I had a colleague who was not impressed by increased testing. “It doesn’t matter how often you weigh a pig” he would say, “it doesn’t get any heavier.” Despite the agricultural metaphor, he cared deeply about the well-being and improvement of his students.

He was right, of course, and many English teachers believe our students suffer because of the number of exams. “Teaching for the test” can become pervasive and restrict development; and test results can be seen as the definitive levels of students’ achievements, rather than one indicator of their progress. Key stage 3 tests are, after all, very limited in their scope. Why should our pupils be subjected to the extra optional tests in Years 7 and 8?

These tests also place pressure on teachers. Assessing them has proved arduous, since the marking schemes are so precise and detailed. But, worse, in the same way thatstudents’ performances are monitored, so the statistics can be used to assess the staff.
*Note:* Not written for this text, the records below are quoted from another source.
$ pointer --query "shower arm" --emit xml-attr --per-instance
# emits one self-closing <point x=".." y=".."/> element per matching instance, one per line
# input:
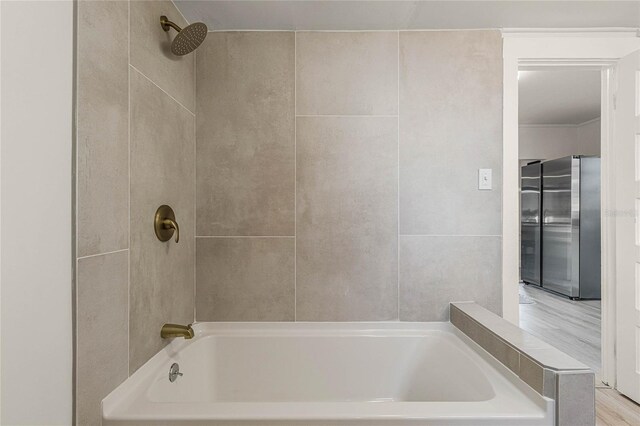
<point x="166" y="24"/>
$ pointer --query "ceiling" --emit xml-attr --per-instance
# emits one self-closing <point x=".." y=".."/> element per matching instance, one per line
<point x="403" y="14"/>
<point x="558" y="97"/>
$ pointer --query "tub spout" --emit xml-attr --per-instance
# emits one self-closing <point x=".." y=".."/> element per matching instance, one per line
<point x="176" y="330"/>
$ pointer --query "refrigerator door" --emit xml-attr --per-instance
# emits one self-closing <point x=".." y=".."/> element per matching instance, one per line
<point x="530" y="224"/>
<point x="590" y="218"/>
<point x="561" y="226"/>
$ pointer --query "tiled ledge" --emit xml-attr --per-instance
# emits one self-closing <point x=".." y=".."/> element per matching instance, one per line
<point x="547" y="370"/>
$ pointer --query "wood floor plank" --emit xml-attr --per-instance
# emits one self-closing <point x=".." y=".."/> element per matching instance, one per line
<point x="574" y="328"/>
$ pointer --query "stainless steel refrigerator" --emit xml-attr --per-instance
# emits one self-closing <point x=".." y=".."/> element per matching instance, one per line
<point x="530" y="229"/>
<point x="571" y="226"/>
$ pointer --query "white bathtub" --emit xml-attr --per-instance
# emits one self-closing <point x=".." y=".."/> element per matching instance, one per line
<point x="326" y="374"/>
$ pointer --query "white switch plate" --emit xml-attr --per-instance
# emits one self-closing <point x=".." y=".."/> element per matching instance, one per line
<point x="484" y="179"/>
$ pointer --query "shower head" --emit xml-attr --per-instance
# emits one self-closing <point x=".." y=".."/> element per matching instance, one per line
<point x="188" y="38"/>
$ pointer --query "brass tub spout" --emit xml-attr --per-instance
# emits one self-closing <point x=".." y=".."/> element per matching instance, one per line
<point x="176" y="330"/>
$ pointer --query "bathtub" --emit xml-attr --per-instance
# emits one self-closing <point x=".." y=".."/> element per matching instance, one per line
<point x="316" y="374"/>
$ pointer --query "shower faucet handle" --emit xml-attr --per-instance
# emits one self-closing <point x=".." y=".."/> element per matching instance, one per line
<point x="165" y="224"/>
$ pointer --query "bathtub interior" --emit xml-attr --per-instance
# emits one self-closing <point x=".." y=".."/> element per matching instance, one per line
<point x="373" y="368"/>
<point x="314" y="373"/>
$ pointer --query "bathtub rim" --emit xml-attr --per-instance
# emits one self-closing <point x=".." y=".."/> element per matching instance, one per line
<point x="116" y="406"/>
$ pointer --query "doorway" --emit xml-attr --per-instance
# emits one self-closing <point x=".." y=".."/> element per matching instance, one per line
<point x="617" y="55"/>
<point x="560" y="222"/>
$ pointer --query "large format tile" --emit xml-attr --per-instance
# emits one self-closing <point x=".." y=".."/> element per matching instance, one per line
<point x="450" y="126"/>
<point x="103" y="123"/>
<point x="245" y="279"/>
<point x="575" y="398"/>
<point x="347" y="218"/>
<point x="347" y="73"/>
<point x="102" y="356"/>
<point x="162" y="160"/>
<point x="246" y="179"/>
<point x="151" y="50"/>
<point x="435" y="271"/>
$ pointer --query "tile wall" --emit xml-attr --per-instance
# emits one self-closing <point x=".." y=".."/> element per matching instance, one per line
<point x="336" y="175"/>
<point x="135" y="151"/>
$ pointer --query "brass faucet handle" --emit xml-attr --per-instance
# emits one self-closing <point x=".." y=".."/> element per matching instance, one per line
<point x="165" y="224"/>
<point x="176" y="330"/>
<point x="172" y="224"/>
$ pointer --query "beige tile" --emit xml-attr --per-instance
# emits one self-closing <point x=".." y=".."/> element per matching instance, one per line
<point x="575" y="403"/>
<point x="347" y="73"/>
<point x="346" y="218"/>
<point x="103" y="122"/>
<point x="450" y="126"/>
<point x="102" y="331"/>
<point x="162" y="163"/>
<point x="532" y="373"/>
<point x="151" y="54"/>
<point x="245" y="279"/>
<point x="435" y="271"/>
<point x="507" y="355"/>
<point x="246" y="178"/>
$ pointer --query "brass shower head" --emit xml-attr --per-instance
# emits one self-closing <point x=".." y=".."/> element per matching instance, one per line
<point x="188" y="38"/>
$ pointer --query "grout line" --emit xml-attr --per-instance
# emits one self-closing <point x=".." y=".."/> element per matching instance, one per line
<point x="295" y="177"/>
<point x="101" y="254"/>
<point x="164" y="91"/>
<point x="398" y="187"/>
<point x="195" y="184"/>
<point x="393" y="30"/>
<point x="347" y="115"/>
<point x="245" y="236"/>
<point x="129" y="171"/>
<point x="445" y="235"/>
<point x="180" y="12"/>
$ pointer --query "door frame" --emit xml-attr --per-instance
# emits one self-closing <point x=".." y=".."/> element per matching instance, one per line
<point x="595" y="49"/>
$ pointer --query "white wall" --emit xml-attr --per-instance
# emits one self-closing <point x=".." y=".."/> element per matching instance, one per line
<point x="548" y="142"/>
<point x="36" y="182"/>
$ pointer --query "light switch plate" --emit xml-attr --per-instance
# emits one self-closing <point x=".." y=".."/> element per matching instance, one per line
<point x="484" y="179"/>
However, I believe it is possible to both feed and weigh, without causing distress. Most English departments have given students an exam each year, now the optional tests can be used instead. They seem to me better formulated than many of the exams they are replacing, and to give a clearer assessment of students’ strengths and weaknesses in specified areas.

Linked to the National Literacy Strategy, the reading sections present questions which test understanding at word, sentence and whole-text level. The writing tasks support students by encouraging planning skills long overlooked in some English teaching.

There is no reason why these optional tests should not be useful if used sensitively. Teachers may make the most of them by implementing them with a light touch. So, if students struggle to read the texts in 15 minutes, or to complete their work in the specified time, extra time could be allowed.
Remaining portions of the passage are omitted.